Like many in the crowd, Gudovitch, dressed in a black blazer and his signature newsboy cap, had to choke back tears when talking about the kids he helped bring to Uganda. He arrived and exited the theater surrounded by children from the remaining African refugee community in Israel, who shouted his name and tugged at his clothes to get his attention.
Neither of the founders of Come True South Sudan run with the usual Israeli activist groups — and perhaps for their different mindset, are getting more done on their own, without salary, than many nonprofits do with full staffs.
Their resolve was put to the test in December 2013, when, after one year at the Trinity boarding schools, the kids returned home to South Sudan to spend summer break with their families.
“Then the war broke — and we found ourselves engaged in a very different thing,” Gudovitch said.
In a home video Gudovitch made on one of his many trips to visit the kids at Trinity, a young South Sudanese girl (who he prefers remain nameless, due to ongoing conflict in the region) described escaping from the current civil war zone in her home country, which has claimed more than 10,000 lives so far.
“We ran to a really far place — to a forest,” the girl said in Hebrew. “And we slept on the ground with blankets. … There also wasn’t enough food [or water]. Kids would cry, and also the grown-ups would worry and cry. We cried every day. We thought that we won’t be in a good place again, and we will be in the forest forever.”
South Sudanese asylum seeker Achol Malut, 15, departs on a bus to the Tel Aviv airport in summer 2012 after her family was ordered to return to South Sudan. "When the deportation order was issued, Achol asked me to promise her that I shall not forget my promise: to make sure that she and her siblings and friends go back to school," Gudovitch said. Photo courtesy of Rami Gudovitch.
Her older brother, sitting next to her, went on to describe the horrors of the newest clashes in South Sudan: “Each time you see someone dead on the street,” he said, “you think you will die, too.”
But then, his little sister said in the video, “Rami helped us to get here [to Uganda] with a plane. And now we are happy that we are in a better place.”
Said Gudovitch: “We made a grand operation to rescue them — first to trace them, then to transport them to Kampala, where I was waiting for them.”

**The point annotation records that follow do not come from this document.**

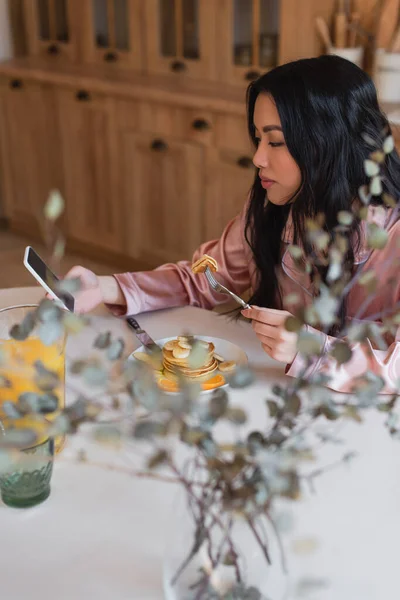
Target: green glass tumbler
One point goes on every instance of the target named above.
(26, 482)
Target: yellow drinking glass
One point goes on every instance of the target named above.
(17, 363)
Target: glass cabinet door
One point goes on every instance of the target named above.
(182, 39)
(113, 32)
(253, 38)
(49, 27)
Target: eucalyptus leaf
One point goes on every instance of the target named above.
(74, 323)
(107, 435)
(376, 237)
(365, 197)
(49, 312)
(345, 217)
(146, 430)
(273, 408)
(310, 585)
(198, 355)
(295, 252)
(375, 187)
(10, 410)
(95, 375)
(308, 344)
(18, 438)
(5, 383)
(341, 352)
(157, 459)
(388, 144)
(78, 366)
(51, 332)
(218, 404)
(293, 324)
(236, 415)
(116, 349)
(241, 378)
(389, 200)
(22, 331)
(70, 285)
(371, 168)
(103, 340)
(293, 404)
(59, 248)
(54, 206)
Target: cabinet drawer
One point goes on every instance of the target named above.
(231, 133)
(167, 121)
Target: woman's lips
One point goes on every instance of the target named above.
(267, 183)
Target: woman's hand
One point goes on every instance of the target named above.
(269, 326)
(90, 294)
(94, 290)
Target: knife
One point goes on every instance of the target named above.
(142, 335)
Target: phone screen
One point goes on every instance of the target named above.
(43, 272)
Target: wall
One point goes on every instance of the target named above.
(6, 49)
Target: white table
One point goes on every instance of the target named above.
(101, 534)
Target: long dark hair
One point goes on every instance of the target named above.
(327, 107)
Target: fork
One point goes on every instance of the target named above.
(218, 287)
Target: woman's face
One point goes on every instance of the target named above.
(280, 176)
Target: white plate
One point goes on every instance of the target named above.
(225, 349)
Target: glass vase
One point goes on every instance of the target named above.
(236, 557)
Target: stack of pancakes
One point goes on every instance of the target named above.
(203, 262)
(178, 360)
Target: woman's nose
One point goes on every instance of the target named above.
(260, 158)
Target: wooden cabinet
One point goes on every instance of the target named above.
(89, 151)
(163, 194)
(52, 27)
(260, 34)
(230, 175)
(182, 37)
(162, 191)
(113, 32)
(28, 137)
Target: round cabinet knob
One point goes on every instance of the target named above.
(245, 162)
(16, 84)
(159, 146)
(53, 49)
(111, 57)
(178, 66)
(201, 125)
(83, 96)
(252, 75)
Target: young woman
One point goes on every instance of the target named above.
(308, 121)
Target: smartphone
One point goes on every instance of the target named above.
(47, 279)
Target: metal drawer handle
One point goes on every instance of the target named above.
(53, 49)
(178, 66)
(16, 84)
(111, 57)
(159, 145)
(83, 96)
(201, 125)
(252, 75)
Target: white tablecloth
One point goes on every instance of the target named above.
(102, 534)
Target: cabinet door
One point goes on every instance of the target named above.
(51, 27)
(88, 144)
(29, 150)
(181, 37)
(113, 32)
(260, 34)
(163, 193)
(230, 175)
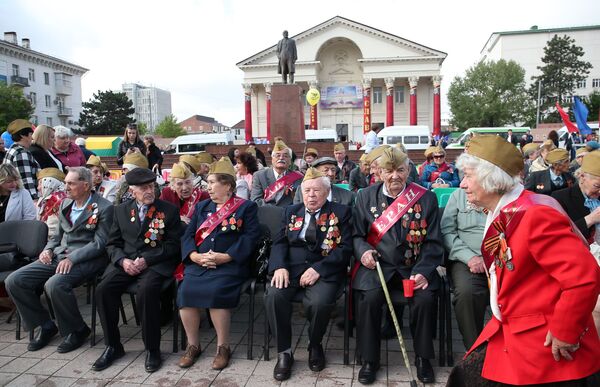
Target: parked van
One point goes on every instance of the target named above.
(412, 136)
(194, 143)
(500, 131)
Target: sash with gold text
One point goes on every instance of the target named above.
(281, 183)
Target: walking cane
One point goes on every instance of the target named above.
(413, 382)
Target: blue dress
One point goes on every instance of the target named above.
(237, 236)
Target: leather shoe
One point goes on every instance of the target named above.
(153, 360)
(424, 370)
(316, 358)
(283, 368)
(42, 338)
(368, 372)
(109, 355)
(74, 340)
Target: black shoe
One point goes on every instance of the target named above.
(283, 368)
(42, 338)
(368, 372)
(424, 370)
(109, 355)
(316, 358)
(74, 340)
(153, 360)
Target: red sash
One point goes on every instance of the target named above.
(215, 219)
(281, 183)
(436, 174)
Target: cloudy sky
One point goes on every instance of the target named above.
(190, 47)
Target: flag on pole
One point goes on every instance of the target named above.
(581, 112)
(570, 126)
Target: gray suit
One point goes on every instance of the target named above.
(84, 244)
(338, 195)
(261, 180)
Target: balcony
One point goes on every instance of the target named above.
(19, 81)
(65, 112)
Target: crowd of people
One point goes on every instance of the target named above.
(518, 235)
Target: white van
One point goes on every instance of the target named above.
(194, 143)
(413, 137)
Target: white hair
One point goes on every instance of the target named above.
(491, 177)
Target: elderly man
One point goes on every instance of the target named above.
(144, 248)
(327, 166)
(74, 255)
(554, 178)
(544, 281)
(276, 185)
(105, 188)
(309, 255)
(69, 154)
(398, 224)
(19, 156)
(344, 165)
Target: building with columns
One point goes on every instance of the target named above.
(365, 76)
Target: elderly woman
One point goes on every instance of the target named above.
(69, 154)
(43, 141)
(15, 202)
(544, 281)
(216, 251)
(439, 173)
(51, 186)
(181, 192)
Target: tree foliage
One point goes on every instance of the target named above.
(169, 128)
(13, 105)
(107, 112)
(490, 94)
(562, 69)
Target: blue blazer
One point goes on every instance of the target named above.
(240, 243)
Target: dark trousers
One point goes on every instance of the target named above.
(471, 298)
(318, 300)
(368, 307)
(108, 296)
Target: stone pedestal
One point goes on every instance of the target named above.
(287, 113)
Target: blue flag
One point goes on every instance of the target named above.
(580, 111)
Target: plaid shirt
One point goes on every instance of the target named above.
(22, 159)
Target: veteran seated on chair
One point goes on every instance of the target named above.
(73, 256)
(310, 255)
(144, 248)
(398, 222)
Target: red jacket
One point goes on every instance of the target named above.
(553, 287)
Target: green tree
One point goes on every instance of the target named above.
(562, 69)
(13, 105)
(169, 128)
(490, 94)
(107, 112)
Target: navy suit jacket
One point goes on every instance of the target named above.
(240, 243)
(292, 253)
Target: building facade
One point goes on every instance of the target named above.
(52, 85)
(151, 104)
(527, 49)
(365, 77)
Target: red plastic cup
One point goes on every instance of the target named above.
(409, 288)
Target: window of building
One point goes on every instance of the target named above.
(377, 95)
(399, 94)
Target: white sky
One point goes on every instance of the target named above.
(190, 47)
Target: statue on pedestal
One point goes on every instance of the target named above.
(287, 55)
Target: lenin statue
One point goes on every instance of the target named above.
(286, 53)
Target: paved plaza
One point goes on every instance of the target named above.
(46, 367)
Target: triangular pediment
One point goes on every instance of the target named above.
(374, 44)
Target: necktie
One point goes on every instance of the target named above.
(311, 231)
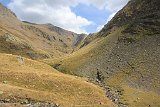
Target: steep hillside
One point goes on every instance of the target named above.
(24, 81)
(36, 41)
(124, 56)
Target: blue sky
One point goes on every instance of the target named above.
(81, 16)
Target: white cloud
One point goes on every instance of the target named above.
(58, 12)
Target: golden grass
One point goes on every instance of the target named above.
(38, 81)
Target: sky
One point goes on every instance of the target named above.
(80, 16)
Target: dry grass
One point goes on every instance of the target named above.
(38, 81)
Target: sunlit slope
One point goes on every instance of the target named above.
(124, 55)
(23, 78)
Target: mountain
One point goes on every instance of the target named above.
(36, 41)
(124, 56)
(28, 82)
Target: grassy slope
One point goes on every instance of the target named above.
(136, 91)
(40, 82)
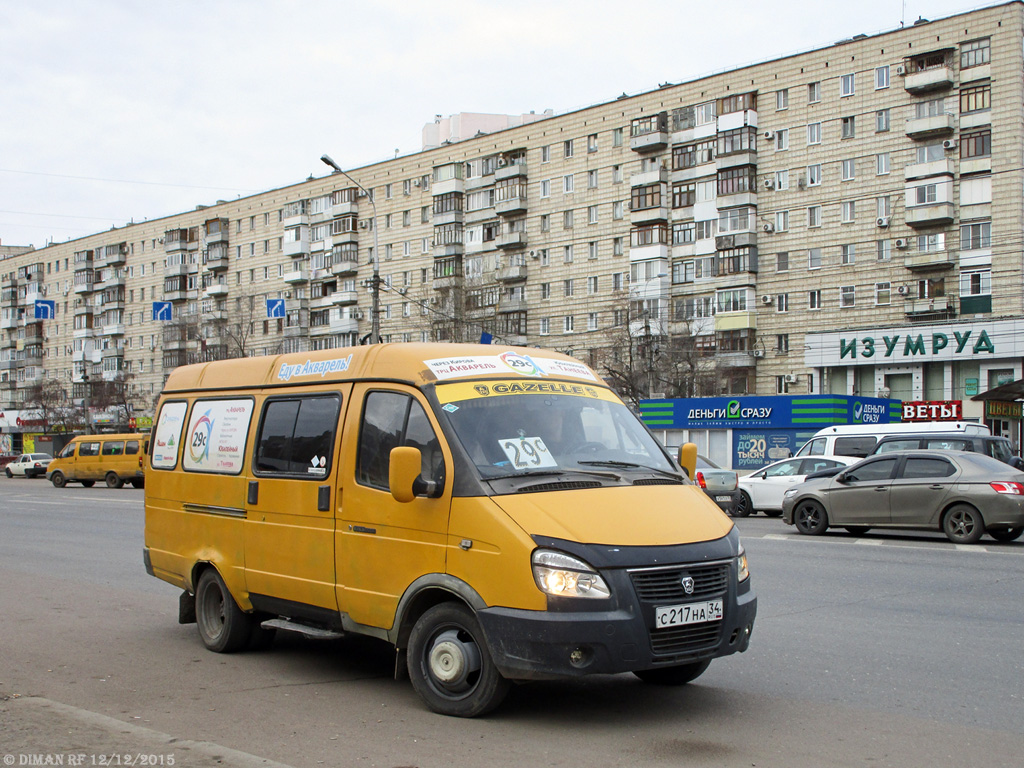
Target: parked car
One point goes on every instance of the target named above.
(964, 495)
(720, 484)
(993, 445)
(29, 465)
(763, 489)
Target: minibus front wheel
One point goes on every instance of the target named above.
(223, 627)
(450, 665)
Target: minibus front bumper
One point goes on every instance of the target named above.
(530, 644)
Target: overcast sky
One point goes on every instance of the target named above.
(119, 111)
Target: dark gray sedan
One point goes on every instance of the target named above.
(961, 494)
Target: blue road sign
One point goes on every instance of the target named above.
(274, 307)
(162, 310)
(45, 308)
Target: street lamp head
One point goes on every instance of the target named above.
(326, 159)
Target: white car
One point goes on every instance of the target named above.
(764, 489)
(29, 465)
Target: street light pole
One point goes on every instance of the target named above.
(375, 282)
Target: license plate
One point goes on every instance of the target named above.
(677, 615)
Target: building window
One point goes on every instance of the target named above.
(976, 98)
(975, 53)
(882, 121)
(883, 293)
(976, 143)
(975, 237)
(884, 250)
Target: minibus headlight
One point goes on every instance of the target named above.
(741, 572)
(563, 576)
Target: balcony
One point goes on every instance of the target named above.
(511, 273)
(931, 126)
(216, 290)
(930, 215)
(938, 307)
(929, 260)
(942, 167)
(933, 79)
(343, 298)
(511, 240)
(510, 171)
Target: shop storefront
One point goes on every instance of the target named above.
(748, 432)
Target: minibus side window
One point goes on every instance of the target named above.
(390, 420)
(297, 435)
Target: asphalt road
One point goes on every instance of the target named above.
(889, 649)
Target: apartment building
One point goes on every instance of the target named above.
(846, 220)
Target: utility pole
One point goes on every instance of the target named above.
(375, 281)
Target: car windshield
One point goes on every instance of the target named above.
(548, 427)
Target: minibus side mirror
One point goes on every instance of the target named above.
(403, 475)
(688, 459)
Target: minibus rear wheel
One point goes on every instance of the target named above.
(450, 665)
(223, 627)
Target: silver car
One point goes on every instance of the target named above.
(964, 495)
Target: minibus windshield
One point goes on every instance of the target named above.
(547, 426)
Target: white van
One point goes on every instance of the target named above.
(858, 439)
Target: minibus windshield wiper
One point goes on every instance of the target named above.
(543, 472)
(631, 465)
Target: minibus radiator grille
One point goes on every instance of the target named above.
(665, 586)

He and Forshtat both said they are often accused of putting the needs of foreigners ahead of people in need in their own community.
“People don’t take it very well,” Forshtat said. “The most common reaction we get is: ‘The poor people of your country should come first.’ But I don’t think it’s contradictory.”

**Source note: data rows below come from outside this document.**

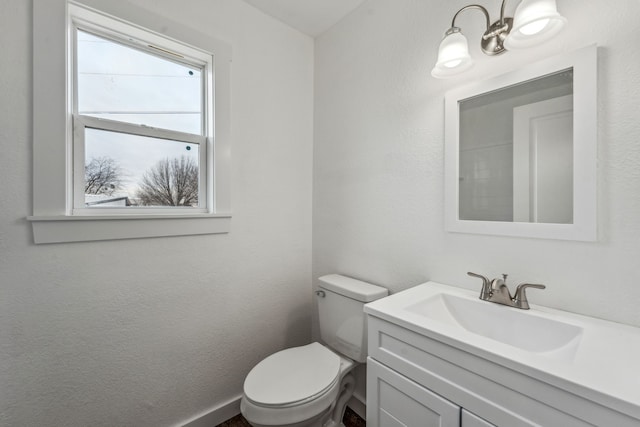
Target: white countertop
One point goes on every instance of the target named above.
(603, 365)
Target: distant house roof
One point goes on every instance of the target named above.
(101, 199)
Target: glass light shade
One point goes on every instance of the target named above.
(453, 55)
(535, 22)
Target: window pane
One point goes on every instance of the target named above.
(130, 170)
(118, 82)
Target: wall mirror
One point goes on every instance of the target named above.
(521, 151)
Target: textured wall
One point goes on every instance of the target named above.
(378, 157)
(152, 332)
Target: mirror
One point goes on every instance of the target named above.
(520, 151)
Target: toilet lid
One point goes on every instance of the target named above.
(292, 375)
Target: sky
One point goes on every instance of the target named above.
(120, 83)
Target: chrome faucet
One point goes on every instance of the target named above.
(497, 291)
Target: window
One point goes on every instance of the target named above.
(131, 136)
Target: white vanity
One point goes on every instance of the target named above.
(439, 356)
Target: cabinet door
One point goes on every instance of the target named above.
(470, 420)
(395, 401)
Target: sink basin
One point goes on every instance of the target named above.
(512, 326)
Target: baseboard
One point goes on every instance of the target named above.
(358, 404)
(217, 415)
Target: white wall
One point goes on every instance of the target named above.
(152, 332)
(378, 157)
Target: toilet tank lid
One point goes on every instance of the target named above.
(352, 288)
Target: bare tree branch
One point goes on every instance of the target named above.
(102, 175)
(170, 182)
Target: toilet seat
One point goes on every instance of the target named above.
(293, 377)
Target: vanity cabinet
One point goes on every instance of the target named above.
(402, 402)
(414, 380)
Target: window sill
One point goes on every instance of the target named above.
(62, 229)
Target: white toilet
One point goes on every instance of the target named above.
(310, 386)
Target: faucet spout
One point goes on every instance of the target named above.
(485, 293)
(500, 291)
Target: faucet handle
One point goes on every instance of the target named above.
(520, 298)
(485, 293)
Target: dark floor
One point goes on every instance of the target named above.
(351, 419)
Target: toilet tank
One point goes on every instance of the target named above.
(343, 324)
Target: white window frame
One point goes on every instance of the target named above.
(55, 217)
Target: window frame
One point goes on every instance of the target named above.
(54, 218)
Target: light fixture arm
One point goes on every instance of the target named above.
(492, 42)
(502, 7)
(472, 6)
(535, 21)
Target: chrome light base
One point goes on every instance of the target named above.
(492, 42)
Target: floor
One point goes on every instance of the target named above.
(351, 419)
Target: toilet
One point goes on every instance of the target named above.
(310, 386)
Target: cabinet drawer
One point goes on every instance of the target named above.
(396, 401)
(495, 393)
(467, 419)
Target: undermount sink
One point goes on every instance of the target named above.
(511, 326)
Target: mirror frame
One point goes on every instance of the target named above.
(585, 78)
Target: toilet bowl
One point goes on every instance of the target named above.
(309, 386)
(298, 386)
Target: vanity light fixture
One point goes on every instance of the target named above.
(534, 22)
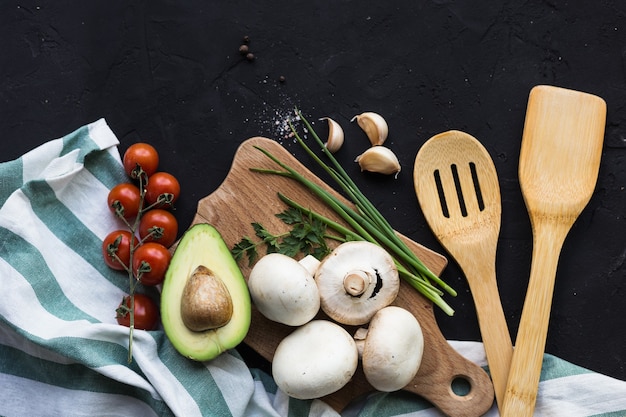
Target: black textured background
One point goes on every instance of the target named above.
(169, 73)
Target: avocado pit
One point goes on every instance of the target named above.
(206, 303)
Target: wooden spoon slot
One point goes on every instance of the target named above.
(479, 194)
(459, 190)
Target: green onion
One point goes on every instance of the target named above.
(367, 222)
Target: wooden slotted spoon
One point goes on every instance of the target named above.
(457, 188)
(558, 170)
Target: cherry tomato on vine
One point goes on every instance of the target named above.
(162, 186)
(116, 248)
(124, 200)
(142, 154)
(146, 312)
(150, 261)
(160, 226)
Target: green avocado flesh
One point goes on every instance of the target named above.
(202, 244)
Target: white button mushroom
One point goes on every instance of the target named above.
(392, 349)
(355, 281)
(283, 289)
(315, 360)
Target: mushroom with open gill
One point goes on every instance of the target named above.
(355, 280)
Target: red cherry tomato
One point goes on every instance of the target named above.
(140, 155)
(160, 226)
(124, 200)
(146, 312)
(116, 249)
(150, 261)
(163, 187)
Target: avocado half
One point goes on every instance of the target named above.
(202, 244)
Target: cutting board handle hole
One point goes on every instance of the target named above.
(461, 386)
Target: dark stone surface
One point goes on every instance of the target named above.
(170, 73)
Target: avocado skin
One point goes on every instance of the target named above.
(202, 244)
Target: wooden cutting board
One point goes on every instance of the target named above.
(245, 197)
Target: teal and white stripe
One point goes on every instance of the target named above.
(63, 354)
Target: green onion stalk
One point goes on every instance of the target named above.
(366, 221)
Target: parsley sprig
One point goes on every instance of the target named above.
(308, 236)
(366, 222)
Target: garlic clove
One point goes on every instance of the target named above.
(379, 159)
(335, 135)
(374, 125)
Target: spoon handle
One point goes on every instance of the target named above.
(493, 327)
(523, 380)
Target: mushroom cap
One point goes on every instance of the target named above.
(283, 290)
(393, 348)
(315, 360)
(355, 280)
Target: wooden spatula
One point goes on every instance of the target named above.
(558, 169)
(457, 187)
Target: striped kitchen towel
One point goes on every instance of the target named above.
(63, 354)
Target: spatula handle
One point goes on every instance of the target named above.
(523, 380)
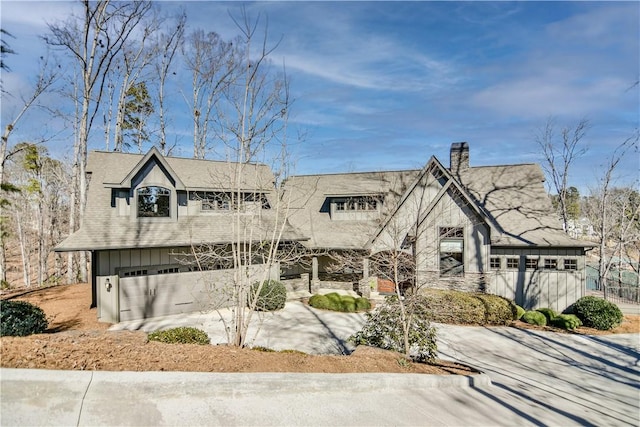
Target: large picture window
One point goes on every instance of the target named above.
(154, 202)
(451, 251)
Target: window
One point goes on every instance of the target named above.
(154, 202)
(224, 201)
(451, 251)
(359, 203)
(495, 263)
(513, 263)
(134, 273)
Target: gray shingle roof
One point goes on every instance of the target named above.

And anyway, according to the program leaders, these South Sudanese kids deported from Israel became as Israeli as most Israelis.
“They are just a bunch of very naughty Israelis, full of chutzpah,” Gudovitch said. “The first week in school was so funny, because right away, they had some problem, and they saw the big sign over the manager’s door, so they knocked on the door and complained. Their complaint was the first time ever a student dared to knock on the door of the headmaster.”
Editor's note: Certain quotes describing the current civil war in South Sudan have been omitted from this article to protect the children who were quoted.